Learn to perform accurate, local Speech Recognition using the open-source Whisper model. This guide covers setup, basic transcription, and model selection for building voice-enabled applications without relying on cloud APIs. Get started transcribing audio in minutes.

intermediate30 min5 steps

The play

Set Up Your Environment
Whisper requires the `ffmpeg` command-line tool for audio processing. Install it first using your system's package manager (e.g., `brew install ffmpeg` on macOS, `sudo apt install ffmpeg` on Debian/Ubuntu). Then, install the Python library.
Perform Basic Transcription
Create a Python script to load a Whisper model and transcribe an audio file. The `base` model is a good starting point, offering a balance between speed and accuracy for English. This is the core of the Speech Recognition skill.
Improve Accuracy with Larger Models
Whisper offers various model sizes (`tiny`, `base`, `small`, `medium`, `large`). Larger models provide better accuracy, especially for noisy audio or diverse languages, at the cost of speed and computational resources. Simply change the model name in `load_model`.
Enable Language Identification
A key capability of Speech Recognition is identifying the language being spoken. Whisper can do this automatically. By not specifying a language in the `transcribe` function, it will auto-detect it and include it in the output.
Extract Word-Level Timestamps
For agentic voice pipelines, knowing *when* a word was said is crucial. Set `word_timestamps=True` in the `transcribe` call to get start and end times for each word, enabling more responsive and interactive applications.

Starter code

import whisper
import os

# This starter script requires `pydub` to generate a test file.
# Install it with: pip install pydub

# --- 1. Generate a dummy audio file for testing ---
# This avoids needing a separate audio file. Requires ffmpeg to be installed.
try:
    from pydub import AudioSegment
    from pydub.generators import Sine

    # Generate a 3-second sine wave at 440 Hz (note 'A')
    sine_wave = Sine(440).to_audio_segment(duration=3000) # duration in ms
    # Add 1 second of silence at the beginning
    silence = AudioSegment.silent(duration=1000)
    audio_segment = silence + sine_wave

    # Export as WAV
    audio_file = "generated_speech_test.wav"
    audio_segment.export(audio_file, format="wav")
    print(f"Successfully created test audio file: {audio_file}")

except ImportError:
    print("\nPlease install pydub (`pip install pydub`) to auto-generate a test audio file.")
    print("Alternatively, create a file named 'generated_speech_test.wav' manually.")
    exit()
except Exception as e:
    print(f"Error creating audio file: {e}")
    print("Please ensure ffmpeg is installed and accessible in your system's PATH.")
    exit()

# --- 2. Perform Speech Recognition with Whisper ---
if os.path.exists(audio_file):
    print("\nLoading Whisper model ('base'). This may take a moment on first run...")
    # Using the 'base' model for a good balance of speed and accuracy
    model = whisper.load_model("base")

    print(f"Transcribing {audio_file}...")
    # Note: The generated audio is a sine wave, so Whisper will likely transcribe silence or nonsensical words.
    # Replace 'generated_speech_test.wav' with a real speech file for an actual transcription.
    result = model.transcribe(audio_file)

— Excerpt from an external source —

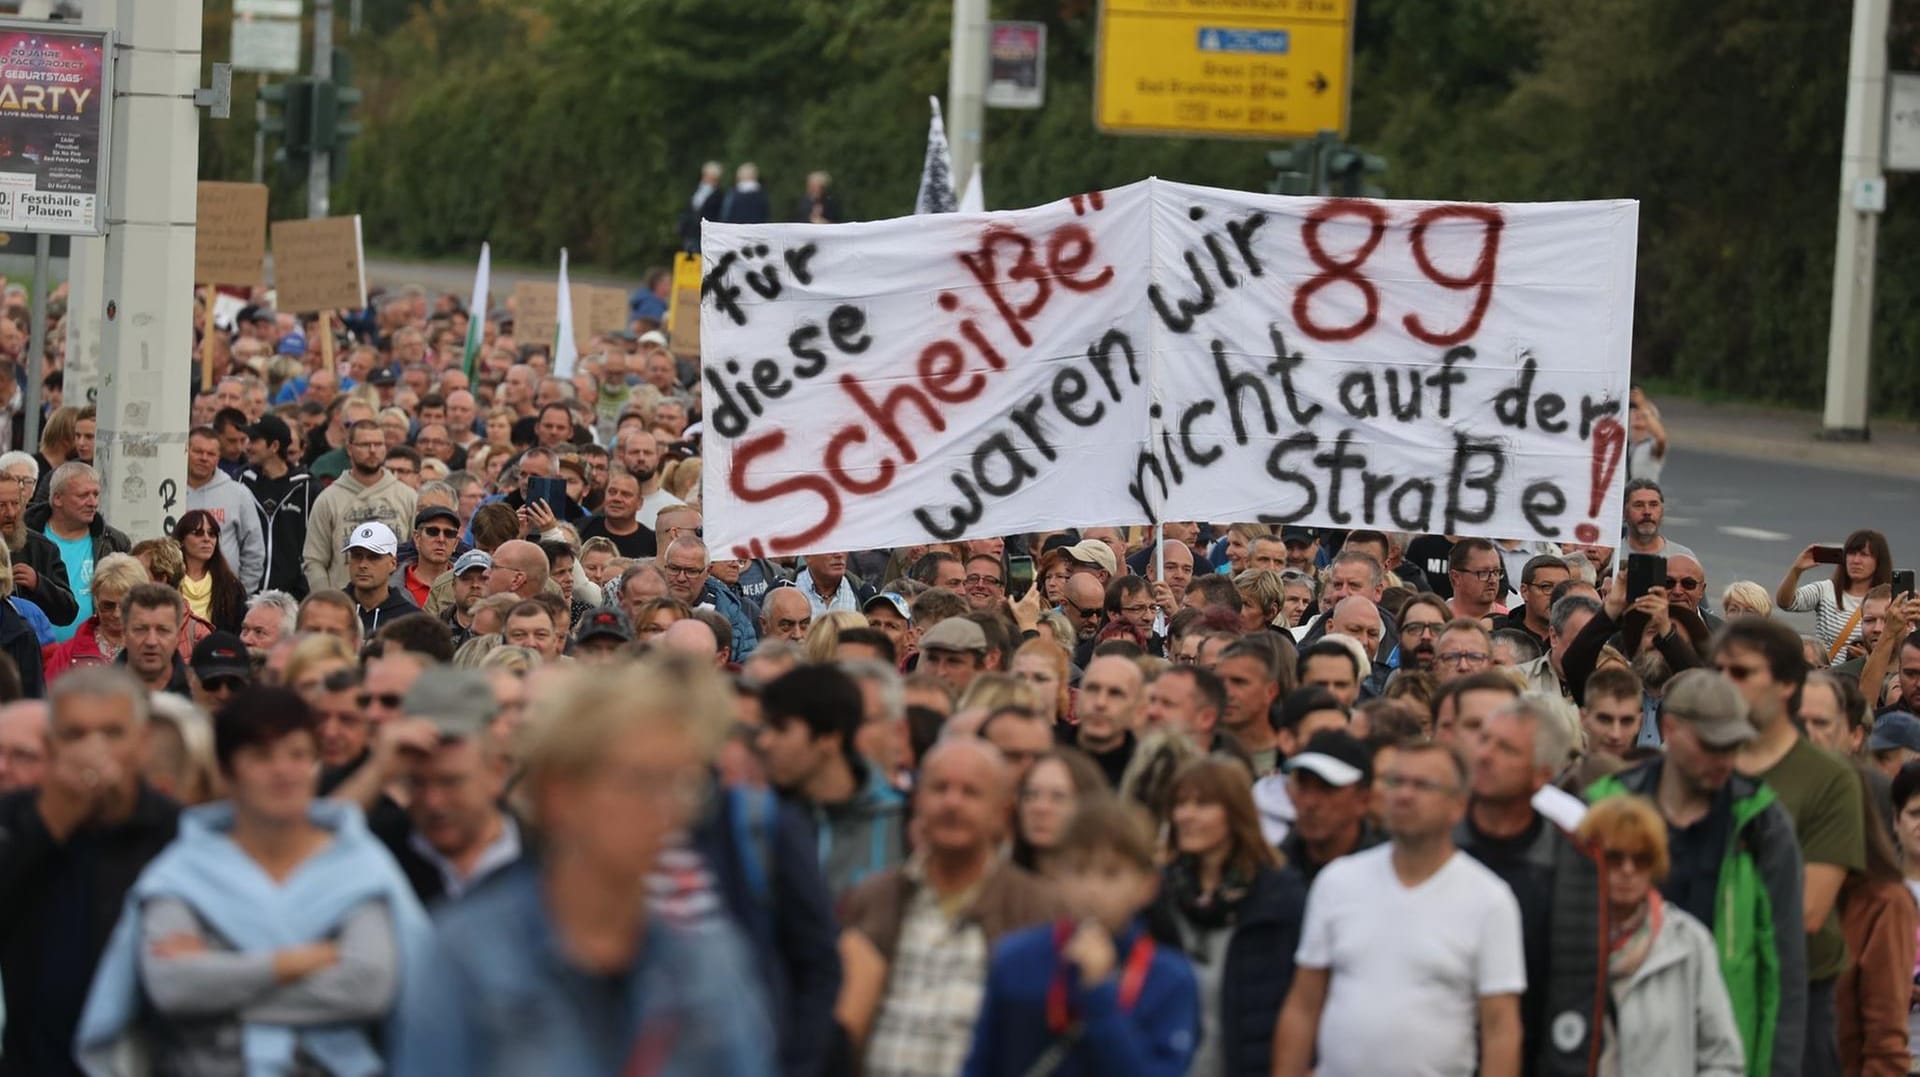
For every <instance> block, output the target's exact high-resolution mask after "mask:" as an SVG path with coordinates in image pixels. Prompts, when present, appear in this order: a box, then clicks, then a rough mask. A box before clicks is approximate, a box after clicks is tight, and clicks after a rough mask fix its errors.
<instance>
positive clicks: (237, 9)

    print("\n--- Transcription Result ---")
    # For the generated sine wave, the text will be empty or nonsensical.
    # This demonstrates the process is working.
    print(f"Detected Language: {result['language']}")
    print(f"Transcription: {result['text']}")
    print("\nStarter script finished. Replace 'generated_speech_test.wav' with your own audio file to see a real transcription.")

    # Clean up the generated file
    os.remove(audio_file)